第9話 誰にも見えない・1

 父は、子どもたちにまったく無関心というわけではなかった。私が今よりもっと小さいとき、父は私が母にいいつけられて家の仕事をしているところを見ると、よしよしと頭を撫でながら「いとは、えらいなあ」と褒めてくれた。けれどそんなところが母に見つかれば、彼女は露骨にイヤそうな顔をし、とたんに機嫌が悪くなる。

「もう、お父さんがそんなふうに甘やかすから、調子に乗っちゃうじゃない。やめてよね」

 すると父は黙って寂しそうな顔をして、すっとその場からいなくなってしまうのだった。

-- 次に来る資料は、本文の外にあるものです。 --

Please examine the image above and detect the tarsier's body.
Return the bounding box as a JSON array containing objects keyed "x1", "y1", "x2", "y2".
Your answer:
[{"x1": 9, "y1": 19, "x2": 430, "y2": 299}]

 母は私を嫌っている。妹や弟ができないことを私もできないとき、私が妹や弟と同じ失敗をしたときも、母はきまって私にだけ「どうしてお姉ちゃんのくせにそんなこともできないの? どうしてそんな間違いするの?」と怒る。母の言うとおりにしても、しなくてもなじられるのはいつもいつも私だけ。私は自分の意思で姉になったわけではない。それなのに母はなぜ私のことが嫌いなのか、理由はわからない。どうすれば好いてもらえるか、嫌われないかをいくら考えてみても、答えは見つからない。

 いつだったか、母がいないところを見はからって、やっとの思いで父に現状を訴えてみたことがあった。父は「うーん、そうか? いとはいちばんお姉ちゃんだから、しっかりしてもらいたいんじゃないか? おとうさんにはちょっとよくわからないんだよなあ」と力なく笑って、それっきりになった。母がいつもこぼしている「まともなはなし」ができない、「イシキガヒクイ」とは、このような状態をいうのかもしれなかった。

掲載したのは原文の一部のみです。